Disclaimer:  I took these characters from an alternate
	     universe without copyright laws.  Mwhahahaha!

*****

Tom dropped the medical tricorder to catch B'Elanna as she swayed on her feet. She bit him for his efforts, but he was fairly sure it was an affectionate bite. When a growl followed, he began to worry.

"B'Elanna, honey, the security detail," he said quietly to dampen her enthusiasm.

It did that. She twisted swiftly out of his arms and hissed, "You told them!" Her glance flickered across the white walls and over the two armed ensigns as though she had just noticed that she wasn't in whatever private scene she'd thought she was.

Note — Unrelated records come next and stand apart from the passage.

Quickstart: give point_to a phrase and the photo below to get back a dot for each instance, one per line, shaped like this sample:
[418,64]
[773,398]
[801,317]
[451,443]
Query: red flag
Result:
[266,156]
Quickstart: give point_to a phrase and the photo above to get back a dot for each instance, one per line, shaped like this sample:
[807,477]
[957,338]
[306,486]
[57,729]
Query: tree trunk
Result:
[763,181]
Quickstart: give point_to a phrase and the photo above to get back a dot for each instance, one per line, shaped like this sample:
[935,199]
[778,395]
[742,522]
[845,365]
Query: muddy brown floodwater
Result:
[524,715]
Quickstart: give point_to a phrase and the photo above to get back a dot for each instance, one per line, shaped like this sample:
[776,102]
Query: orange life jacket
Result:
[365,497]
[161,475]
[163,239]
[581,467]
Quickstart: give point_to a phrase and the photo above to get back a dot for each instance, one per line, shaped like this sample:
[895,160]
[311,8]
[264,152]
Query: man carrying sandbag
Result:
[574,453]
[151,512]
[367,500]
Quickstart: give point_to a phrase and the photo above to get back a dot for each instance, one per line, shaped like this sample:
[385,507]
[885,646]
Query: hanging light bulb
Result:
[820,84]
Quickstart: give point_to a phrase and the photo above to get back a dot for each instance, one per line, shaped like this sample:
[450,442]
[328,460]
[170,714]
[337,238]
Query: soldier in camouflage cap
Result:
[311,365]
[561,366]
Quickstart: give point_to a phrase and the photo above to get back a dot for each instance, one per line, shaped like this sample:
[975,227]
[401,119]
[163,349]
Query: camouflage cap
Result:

"Told them what?" he wondered aloud. "Tuvok insisted on the precaution, in case people were disoriented by the experience." Occasionally, Tom had to admit to himself, the Vulcan spotted trouble before it took over the ship.

"How do you feel?"

"I'm fine," B'Elanna answered brusquely, and would give no more details.

Tom recovered his tricorder, proclaimed her fit and suggested heading to the museum cafeteria for a snack.

The cafeteria was on the upper level, under a huge, hexagonal skylight. Night was falling quickly outside on the desert planet. Inside, the white-walled room was illuminated by the same unseen lighting that pervaded the museum.

The cafeteria was, in fact, not a normal hexagonal room. Instead, it was formed out of several smaller rooms trailing out from the central replicator. Several walls were missing entirely, making larger pockets of space, but still leaving private corners and cul-de-sacs.

Once Neelix had coaxed their requests out of the replicator, Tom and B'Elanna brought their trays of food to a table in one of the quieter corners. After a bit of gagh, B'Elanna seemed to come to herself. Tom risked asking her what she'd seen.

"No dice, flyboy. I wouldn't want to pollute the timestream."

"Fine. Did you find the warpcore at the end of the rainbow, at least?"

"No, actually, most of my staff were assimilated by the Borg. That slowed down our research program significantly."

"Ouch."

"It was the least of my problems." B'Elanna looked away.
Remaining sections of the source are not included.